The second is of our olive trees in bloom. There will not be follow-up illustrations depicting the development of the fruit since we (again, most unpoetically) sprayed the trees shortly after I finished the drawing below to prevent a crop from setting.
Like most commercial orchard crops, olives grown in a backyard are not properly cared for to produce anything that will rival what a pro who knows how to control the critical variables can grow, but that doesn’t mean the crop won’t be abundant and cause no end of nastiness come fall. If you want to press olive oil, you must withhold water for 3 weeks prior to harvest. I expect some similar admonition applies if you are trying to create olives with interesting flavor profiles for curing whole. Well, the rest of your landscape would not appreciate the stress this watering strategy causes and your HOA association might call on you to make sure you are not neglecting your landscape in violation of the CC and R’s. So, no olives are to follow the bloom.
Many years ago, I had an old olive tree situated between my garage and the adjacent orchard that must have been treated with just the right amount of benign neglect because come fall, the elderly Armenian ladies I didn’t even know would come knocking at my door toting buckets and asking to collect the olives from my tree. Silly me, I didn’t even think to request a lesson in the processing of olives from them back then and now, of course, they are all gone and their descendants never learned the fine art of home curing olives. There just might be a poem hiding in that situation.
Any road, the olive drawing really belongs thematically (for me) to the poem on the facing page where it would not fit visually: In a Spring Still Not Written Of, by Robert Wallace. So, at “double nickels,” I guess I have become one of those he mentions who has time for poems that really are not written for me, sigh.
Why do I refer to these illustrations I’m doing here as “cartooning?” One of my instructors in the Filoli Botanical Illustration Certificate Program refers to the linework in drawings like these as “cartoon lines” in a very dismissive way and points them out as something to avoid at all costs. That certainly doesn’t stop me from doing work in this style of colored drawing I enjoy so immensely, it only stops me from showing any of the work to them, ever again.
One of the requirements of any new home was that it have a place to grow violets. I guess the new house passes muster. This is the second display of this magnitude we’ve had since we moved here in February and some of these plants are still sending up new blooms stalks!
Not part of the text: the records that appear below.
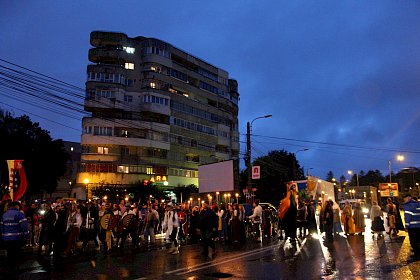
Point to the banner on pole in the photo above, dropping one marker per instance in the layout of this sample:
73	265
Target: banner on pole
17	179
256	172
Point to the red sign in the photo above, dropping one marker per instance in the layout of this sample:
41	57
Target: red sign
255	172
388	189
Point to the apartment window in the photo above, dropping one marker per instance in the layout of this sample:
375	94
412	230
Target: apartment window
122	169
104	131
103	150
106	93
88	129
178	75
129	65
208	87
129	50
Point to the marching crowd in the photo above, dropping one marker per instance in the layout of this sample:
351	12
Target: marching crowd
56	228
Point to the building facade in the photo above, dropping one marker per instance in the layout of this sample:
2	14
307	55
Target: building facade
157	113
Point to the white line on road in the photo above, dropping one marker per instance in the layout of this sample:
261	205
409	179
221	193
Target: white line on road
210	262
300	248
187	270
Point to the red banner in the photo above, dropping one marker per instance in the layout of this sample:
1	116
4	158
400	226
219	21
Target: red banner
17	179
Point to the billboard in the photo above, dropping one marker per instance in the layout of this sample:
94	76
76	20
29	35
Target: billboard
388	189
216	177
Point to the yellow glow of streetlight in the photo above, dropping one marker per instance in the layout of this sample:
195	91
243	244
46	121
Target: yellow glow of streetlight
400	157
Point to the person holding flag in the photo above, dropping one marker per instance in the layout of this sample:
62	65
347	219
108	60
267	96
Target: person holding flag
288	211
15	233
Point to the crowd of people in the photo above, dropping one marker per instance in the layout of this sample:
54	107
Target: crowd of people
56	228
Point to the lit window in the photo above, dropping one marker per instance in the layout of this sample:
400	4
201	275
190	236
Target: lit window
123	169
129	65
129	49
103	150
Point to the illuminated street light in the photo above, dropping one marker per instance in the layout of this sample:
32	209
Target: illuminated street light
399	158
248	161
86	181
350	172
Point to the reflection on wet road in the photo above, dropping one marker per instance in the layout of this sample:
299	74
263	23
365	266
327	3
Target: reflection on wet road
352	257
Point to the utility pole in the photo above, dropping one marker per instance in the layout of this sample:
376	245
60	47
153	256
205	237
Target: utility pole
248	161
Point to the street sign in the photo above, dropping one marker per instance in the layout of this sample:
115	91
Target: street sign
255	172
388	189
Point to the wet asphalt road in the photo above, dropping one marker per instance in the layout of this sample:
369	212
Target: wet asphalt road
353	257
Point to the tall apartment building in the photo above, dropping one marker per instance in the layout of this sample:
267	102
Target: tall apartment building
157	113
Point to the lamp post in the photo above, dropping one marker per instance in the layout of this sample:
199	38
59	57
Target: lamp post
399	158
418	188
295	161
350	172
86	181
248	161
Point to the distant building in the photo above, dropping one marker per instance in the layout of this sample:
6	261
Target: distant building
66	184
157	112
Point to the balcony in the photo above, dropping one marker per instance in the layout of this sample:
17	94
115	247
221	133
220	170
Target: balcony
101	39
113	56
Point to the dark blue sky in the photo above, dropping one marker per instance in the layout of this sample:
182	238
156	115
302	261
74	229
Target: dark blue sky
345	73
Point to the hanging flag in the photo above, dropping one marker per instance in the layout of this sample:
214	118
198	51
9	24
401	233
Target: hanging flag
17	179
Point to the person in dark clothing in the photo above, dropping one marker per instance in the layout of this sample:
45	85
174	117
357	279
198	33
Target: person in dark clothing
301	219
15	233
328	220
47	230
60	228
90	225
194	219
310	219
208	227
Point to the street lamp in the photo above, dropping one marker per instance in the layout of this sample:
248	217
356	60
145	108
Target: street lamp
248	161
295	161
399	158
86	181
350	172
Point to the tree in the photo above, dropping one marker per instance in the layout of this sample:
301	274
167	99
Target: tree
277	168
44	159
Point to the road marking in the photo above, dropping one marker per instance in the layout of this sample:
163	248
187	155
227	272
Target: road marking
187	270
300	248
211	262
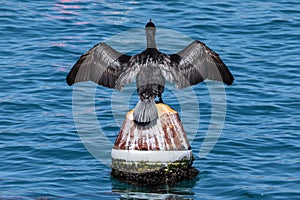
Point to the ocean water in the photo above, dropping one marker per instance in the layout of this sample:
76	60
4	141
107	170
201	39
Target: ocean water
45	151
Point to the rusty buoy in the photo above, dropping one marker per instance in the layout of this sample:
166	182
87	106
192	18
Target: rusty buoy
155	154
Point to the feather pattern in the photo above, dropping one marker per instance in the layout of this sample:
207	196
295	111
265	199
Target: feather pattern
194	64
101	64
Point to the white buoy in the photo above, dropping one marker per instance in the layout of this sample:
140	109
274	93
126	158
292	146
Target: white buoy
157	153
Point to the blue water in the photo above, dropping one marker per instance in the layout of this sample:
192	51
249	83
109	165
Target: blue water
42	155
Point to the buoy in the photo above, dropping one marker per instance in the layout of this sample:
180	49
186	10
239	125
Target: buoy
155	154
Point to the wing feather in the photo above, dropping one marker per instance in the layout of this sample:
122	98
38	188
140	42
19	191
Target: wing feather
101	64
198	62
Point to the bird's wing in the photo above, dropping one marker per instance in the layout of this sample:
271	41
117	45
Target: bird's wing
197	62
133	68
101	64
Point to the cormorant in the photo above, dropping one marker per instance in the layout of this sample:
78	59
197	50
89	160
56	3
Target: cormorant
151	68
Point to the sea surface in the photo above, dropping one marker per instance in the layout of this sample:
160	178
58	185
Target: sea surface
245	137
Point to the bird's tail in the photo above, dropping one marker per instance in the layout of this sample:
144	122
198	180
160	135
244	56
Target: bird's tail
145	111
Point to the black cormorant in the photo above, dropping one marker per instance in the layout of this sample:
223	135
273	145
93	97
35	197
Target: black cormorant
151	68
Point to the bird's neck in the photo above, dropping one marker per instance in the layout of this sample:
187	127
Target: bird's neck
150	35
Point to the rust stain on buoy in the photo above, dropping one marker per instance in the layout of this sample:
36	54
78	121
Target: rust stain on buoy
155	154
167	134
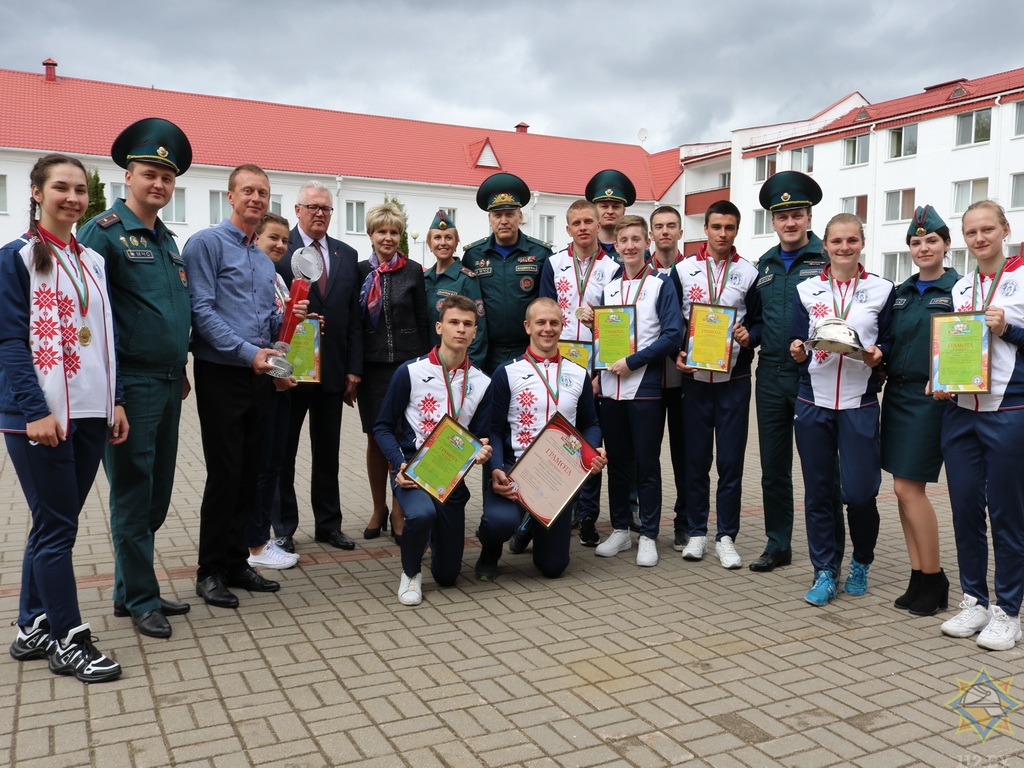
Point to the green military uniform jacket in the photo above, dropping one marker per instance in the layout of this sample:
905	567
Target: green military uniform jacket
456	281
776	288
148	292
507	285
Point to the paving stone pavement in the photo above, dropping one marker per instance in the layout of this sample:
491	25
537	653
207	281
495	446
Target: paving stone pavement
611	665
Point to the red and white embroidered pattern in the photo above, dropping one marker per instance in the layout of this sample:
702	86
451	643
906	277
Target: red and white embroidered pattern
819	310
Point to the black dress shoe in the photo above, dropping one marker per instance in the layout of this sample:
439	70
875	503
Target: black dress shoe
250	580
154	624
770	561
336	539
286	543
215	592
167	607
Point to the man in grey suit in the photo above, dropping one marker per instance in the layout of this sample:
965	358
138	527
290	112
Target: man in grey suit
335	297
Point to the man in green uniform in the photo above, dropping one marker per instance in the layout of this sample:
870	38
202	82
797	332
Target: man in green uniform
508	265
449	278
150	297
799	255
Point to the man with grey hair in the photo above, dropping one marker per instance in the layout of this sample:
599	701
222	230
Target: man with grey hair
335	297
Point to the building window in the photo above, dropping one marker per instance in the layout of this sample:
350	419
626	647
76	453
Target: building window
174	211
546	228
896	265
857	206
803	160
1016	192
355	217
899	205
974	127
962	260
220	209
966	193
855	150
762	222
764	167
903	141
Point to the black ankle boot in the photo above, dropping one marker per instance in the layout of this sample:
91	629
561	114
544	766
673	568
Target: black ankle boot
933	597
905	600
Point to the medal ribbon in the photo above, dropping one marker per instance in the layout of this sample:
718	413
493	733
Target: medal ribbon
832	287
647	269
991	291
75	270
453	412
543	376
717	291
582	280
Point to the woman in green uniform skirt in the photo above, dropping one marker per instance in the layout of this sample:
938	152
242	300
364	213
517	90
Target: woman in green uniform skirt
911	420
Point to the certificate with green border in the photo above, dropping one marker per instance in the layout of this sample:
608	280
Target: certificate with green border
443	458
961	360
614	334
581	352
551	471
709	338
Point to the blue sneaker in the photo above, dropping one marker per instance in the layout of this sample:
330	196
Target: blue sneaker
823	590
856	580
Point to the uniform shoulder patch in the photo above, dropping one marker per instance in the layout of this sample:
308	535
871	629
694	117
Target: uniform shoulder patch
108	219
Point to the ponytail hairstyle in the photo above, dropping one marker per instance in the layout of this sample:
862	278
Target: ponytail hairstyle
42	262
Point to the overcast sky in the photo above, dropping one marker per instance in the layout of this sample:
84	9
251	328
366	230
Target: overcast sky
684	71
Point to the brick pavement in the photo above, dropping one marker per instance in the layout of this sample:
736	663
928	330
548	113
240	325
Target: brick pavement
685	664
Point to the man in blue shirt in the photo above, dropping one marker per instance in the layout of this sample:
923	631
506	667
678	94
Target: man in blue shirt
230	284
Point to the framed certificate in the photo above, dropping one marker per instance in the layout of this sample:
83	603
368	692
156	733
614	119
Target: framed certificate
614	335
304	352
443	458
709	339
551	471
960	352
581	352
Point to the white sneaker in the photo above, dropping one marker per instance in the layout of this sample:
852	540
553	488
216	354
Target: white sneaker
1001	632
726	553
411	590
620	541
646	552
695	548
272	557
972	619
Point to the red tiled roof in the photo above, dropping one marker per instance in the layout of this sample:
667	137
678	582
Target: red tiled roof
84	116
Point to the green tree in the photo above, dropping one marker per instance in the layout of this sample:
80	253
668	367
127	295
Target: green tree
403	243
97	201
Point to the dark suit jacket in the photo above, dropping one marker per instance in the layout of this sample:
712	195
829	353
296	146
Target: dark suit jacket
341	337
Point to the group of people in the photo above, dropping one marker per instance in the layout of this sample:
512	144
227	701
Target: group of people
500	340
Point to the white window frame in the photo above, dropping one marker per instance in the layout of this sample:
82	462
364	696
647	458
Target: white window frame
898	141
856	150
968	192
899	205
969	123
355	217
803	159
174	211
849	205
765	166
220	209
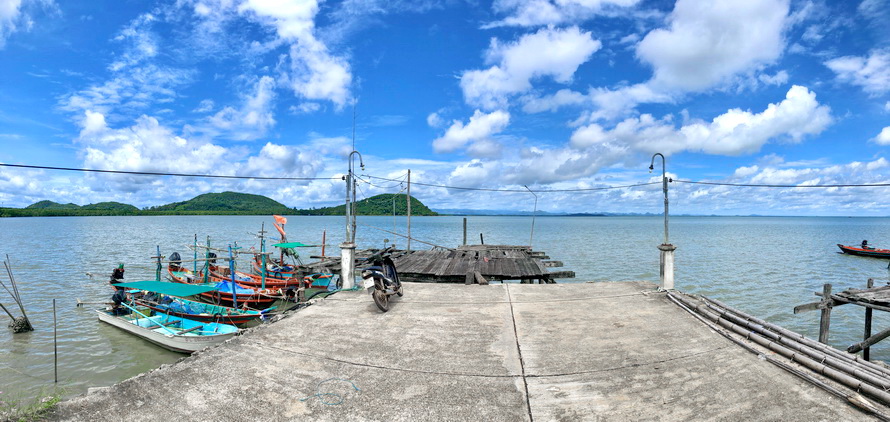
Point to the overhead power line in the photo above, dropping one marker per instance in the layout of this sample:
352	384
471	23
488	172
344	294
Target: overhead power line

Check, check, check, check and check. As you might guess, there are a few other things to check off the list, but vegetables and violets are a very good start. We got the white raised planter boxes from New England Arbors. We’ll see come July how they perform for raising vegetables. We know the Tomato Boxes can raise great tomatoes because we’ve used them before. And there’s always the Farmer’s Market in case of crop failure on any front, but I do love putting vegetables on the table at noon that were still growing on the vine at half-past 11.